Ryse : Son Of Rome

Crytek… ou comment passer du studio applaudi de tous, à sombre développeur haï de toute part. Farcry et Crysis premiers du nom sont deux jeux de tir à la première personne, ayant marqué les joueurs PC de la plus belle des manières. Visuellement complètement avant-gardiste, à la jouabilité efficace et à l’ouverture impressionnante, il ne fallu que le rachat par Electronic Arts pour transformer un studio plein de talent en faiseur sans grande personnalité. Vous avez le droit de pleurer Bioware ; ils sont déjà morts. Mais parlons plutôt du dernier titre en date de Crytek. Fait pour Microsoft et pour sa Xbox One, Ryse : l’enfant de Rome, le dernier gamin ambitieux du studio, avant sa chute finale vers les tréfonds de la réalité virtuelle.
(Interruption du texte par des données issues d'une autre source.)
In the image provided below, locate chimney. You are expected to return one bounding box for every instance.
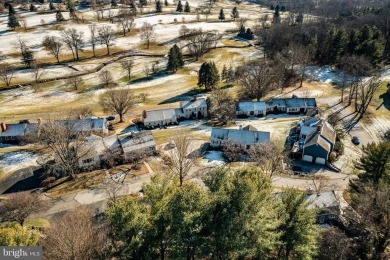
[1,123,7,132]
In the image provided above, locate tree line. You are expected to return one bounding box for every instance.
[0,142,390,260]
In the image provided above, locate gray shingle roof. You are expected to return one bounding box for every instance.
[144,108,176,123]
[180,98,207,110]
[237,101,267,112]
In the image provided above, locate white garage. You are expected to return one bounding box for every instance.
[302,155,313,162]
[316,157,326,164]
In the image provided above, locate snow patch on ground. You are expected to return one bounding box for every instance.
[0,152,38,173]
[304,66,343,83]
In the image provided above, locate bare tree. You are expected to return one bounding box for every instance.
[140,22,156,49]
[144,65,150,77]
[248,142,285,177]
[61,28,84,60]
[356,77,381,121]
[121,59,134,80]
[98,25,115,55]
[116,9,135,36]
[138,93,149,102]
[42,208,108,260]
[234,18,248,29]
[99,70,114,87]
[66,76,84,90]
[99,89,134,122]
[186,29,222,60]
[208,89,236,124]
[0,191,48,226]
[238,60,275,101]
[42,36,62,63]
[89,24,98,57]
[36,115,90,180]
[19,18,27,32]
[168,132,199,186]
[0,63,14,87]
[32,63,45,84]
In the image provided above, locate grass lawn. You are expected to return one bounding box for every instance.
[47,170,105,197]
[25,218,50,228]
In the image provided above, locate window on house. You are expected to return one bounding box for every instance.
[83,158,93,164]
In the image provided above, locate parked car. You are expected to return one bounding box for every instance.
[352,136,360,145]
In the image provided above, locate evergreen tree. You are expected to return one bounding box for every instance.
[22,47,34,67]
[167,44,184,72]
[347,30,359,54]
[238,25,245,37]
[273,5,280,23]
[8,14,20,30]
[30,4,37,12]
[156,0,162,13]
[278,189,319,259]
[198,62,219,90]
[56,10,65,23]
[8,4,16,15]
[232,7,240,21]
[218,8,225,21]
[184,1,191,13]
[221,64,229,82]
[176,0,183,13]
[295,13,303,24]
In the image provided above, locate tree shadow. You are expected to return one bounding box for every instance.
[376,92,390,110]
[158,89,198,105]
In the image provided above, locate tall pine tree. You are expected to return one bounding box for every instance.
[176,0,183,13]
[198,62,219,90]
[232,7,240,21]
[156,0,162,13]
[218,8,225,21]
[167,44,184,72]
[184,1,191,13]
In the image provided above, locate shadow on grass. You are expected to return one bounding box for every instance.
[158,89,198,105]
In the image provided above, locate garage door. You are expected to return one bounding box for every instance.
[302,155,313,162]
[316,157,325,164]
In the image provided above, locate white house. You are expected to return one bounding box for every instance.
[142,108,177,128]
[210,127,270,149]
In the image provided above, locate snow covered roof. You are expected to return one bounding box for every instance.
[143,108,176,123]
[118,131,156,153]
[180,98,207,110]
[237,101,267,112]
[211,128,270,145]
[0,123,26,136]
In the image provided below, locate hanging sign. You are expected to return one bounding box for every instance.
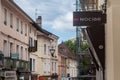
[73,11,106,26]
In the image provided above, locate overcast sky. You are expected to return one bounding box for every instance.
[14,0,76,43]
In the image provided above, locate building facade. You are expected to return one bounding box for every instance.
[58,42,78,80]
[0,0,37,80]
[30,23,58,80]
[105,0,120,80]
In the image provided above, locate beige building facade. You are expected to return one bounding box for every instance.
[30,26,58,80]
[0,0,37,80]
[106,0,120,80]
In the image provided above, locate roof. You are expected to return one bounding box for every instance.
[58,42,75,59]
[9,0,59,39]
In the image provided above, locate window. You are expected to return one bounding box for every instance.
[16,18,19,32]
[44,44,46,54]
[29,37,33,47]
[34,30,37,36]
[25,48,28,60]
[55,62,56,73]
[10,13,13,28]
[52,62,54,71]
[21,47,23,59]
[48,46,50,55]
[30,58,32,71]
[30,26,31,33]
[43,62,47,73]
[32,59,35,71]
[16,45,20,56]
[3,8,7,25]
[3,40,8,54]
[25,24,27,36]
[10,43,13,54]
[21,21,23,34]
[30,58,35,71]
[48,63,50,73]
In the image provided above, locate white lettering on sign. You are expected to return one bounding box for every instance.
[80,17,101,21]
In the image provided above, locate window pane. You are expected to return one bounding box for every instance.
[44,44,46,54]
[16,18,19,31]
[10,13,13,28]
[4,9,7,25]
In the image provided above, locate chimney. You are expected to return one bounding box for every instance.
[36,16,42,27]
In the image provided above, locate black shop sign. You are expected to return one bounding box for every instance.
[73,11,106,26]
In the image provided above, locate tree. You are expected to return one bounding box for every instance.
[64,40,76,53]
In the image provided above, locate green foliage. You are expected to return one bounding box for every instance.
[80,41,89,52]
[64,40,89,53]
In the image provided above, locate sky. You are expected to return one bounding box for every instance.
[14,0,76,43]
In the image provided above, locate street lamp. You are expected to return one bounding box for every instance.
[50,46,55,57]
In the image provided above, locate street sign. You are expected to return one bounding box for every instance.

C’est moche.

 

 

Un changement bienvenu de crèmerie

Les jeux de tir à la première personne, c’est le bien. Pleins de jeux de tir à la première personne, ça craint.  Vu la gueule des derniers jeux du genre en règle générale, on préférera se passer de celui-ci avant qu’il n’ait trouvé son prochain vent d’air frais. Conscient de la saturation du marché en la matière, Crytek chercha à faire quelque chose qui ne sortait pas tous les ans avec le même degré de recherche – c’est à dire zéro – et qui se vendait toujours parce que cela commençait par Call Of, et finissait par Cthullu… à moins que ce ne soit un autre, je ne sais.

Toujours est-il que les petits allemands ont décidé de faire un titre d’un genre peu représenté, mais qui a pourtant ses aficionados. Force est en effet de constater que le beat’em all n’est plus tout à fait bien dans sa peau depuis le fabuleux Bayonetta, et sa suite exclusive à la Wii U – clairement la machine de référence du genre si on prend The Wonderful 101 avec. Mais il s’est retrouvé lui aussi mélangé à bien d’autres styles de jeux, nourrissant de son essence l’imaginaire collectif peu fertile des triple A, avant d’être massacré par une presse peu consciente de ce qu’elle déblatère, en qualifiant les Dynasty Warriors de hack’n slash.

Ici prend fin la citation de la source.